Project funded by
Cell death is a physiological process that sustains individual's homeostasis. Millions of cells die every day in response to internal and external stimuli, maintaining a tight balance that promotes human health. The imbalance of these death pathways provokes the appearance of numerous pathologies, such as cancer or neurodegenerative disorders, inflammatory diseases, etc. Despite advances in the molecular understanding of these pathways, the specific and effective modulation of the different types of cell death remains a challenge in biomedicine.
The molecular pathways that regulate cell death are closely linked to cell membranes. While Bcl-2 family proteins control the permeabilisation of the outer mitochondrial membrane in response to apoptotic stimuli, gasdermins and MLKL proteins act as executors promoting proinflammatory cell death by forming pores in the outer membrane in response to pyroptosis and necroptosis stimuli, respectively. In fact, the permeabilisation of these membranes constitutes the point of no return in the processes of death.

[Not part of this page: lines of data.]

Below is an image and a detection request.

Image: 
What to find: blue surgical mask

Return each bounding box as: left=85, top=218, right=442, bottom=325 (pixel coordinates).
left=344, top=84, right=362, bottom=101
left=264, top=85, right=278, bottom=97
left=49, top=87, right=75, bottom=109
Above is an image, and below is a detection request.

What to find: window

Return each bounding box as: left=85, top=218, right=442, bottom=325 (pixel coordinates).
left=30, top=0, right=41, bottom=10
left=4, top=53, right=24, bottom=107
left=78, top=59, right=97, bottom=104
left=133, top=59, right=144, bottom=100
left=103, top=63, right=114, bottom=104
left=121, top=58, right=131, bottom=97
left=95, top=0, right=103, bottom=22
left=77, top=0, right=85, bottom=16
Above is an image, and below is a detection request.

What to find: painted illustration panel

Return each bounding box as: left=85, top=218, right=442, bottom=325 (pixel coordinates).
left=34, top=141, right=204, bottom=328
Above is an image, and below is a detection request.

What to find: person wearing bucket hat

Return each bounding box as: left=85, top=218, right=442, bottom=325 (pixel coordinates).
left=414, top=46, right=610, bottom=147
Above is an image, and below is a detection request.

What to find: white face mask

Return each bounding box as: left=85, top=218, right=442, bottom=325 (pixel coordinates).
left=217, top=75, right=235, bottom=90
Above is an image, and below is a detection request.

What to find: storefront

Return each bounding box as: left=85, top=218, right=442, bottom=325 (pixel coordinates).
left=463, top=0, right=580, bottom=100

Our team brings together experts in the study of membrane proteins and cell death. Building on the basic knowledge generated in our previous projects (PROMETEOII/2014/061; PROMETEO/2019/065), we have developed two new therapeutic strategies with potential application in the modulation of death in disease models: D1 a modulator of BclxL transmembrane interactions (patent application, P202230029) and MM01 a modulator of pyroptosis (patent EP20382237).
In this project we aim:
- to increase the basic knowledge of the transmembrane interactome;
- to advance in the preclinical development of MM01 and D1;
- to generate new therapeutic strategies targeting cell death in the membrane.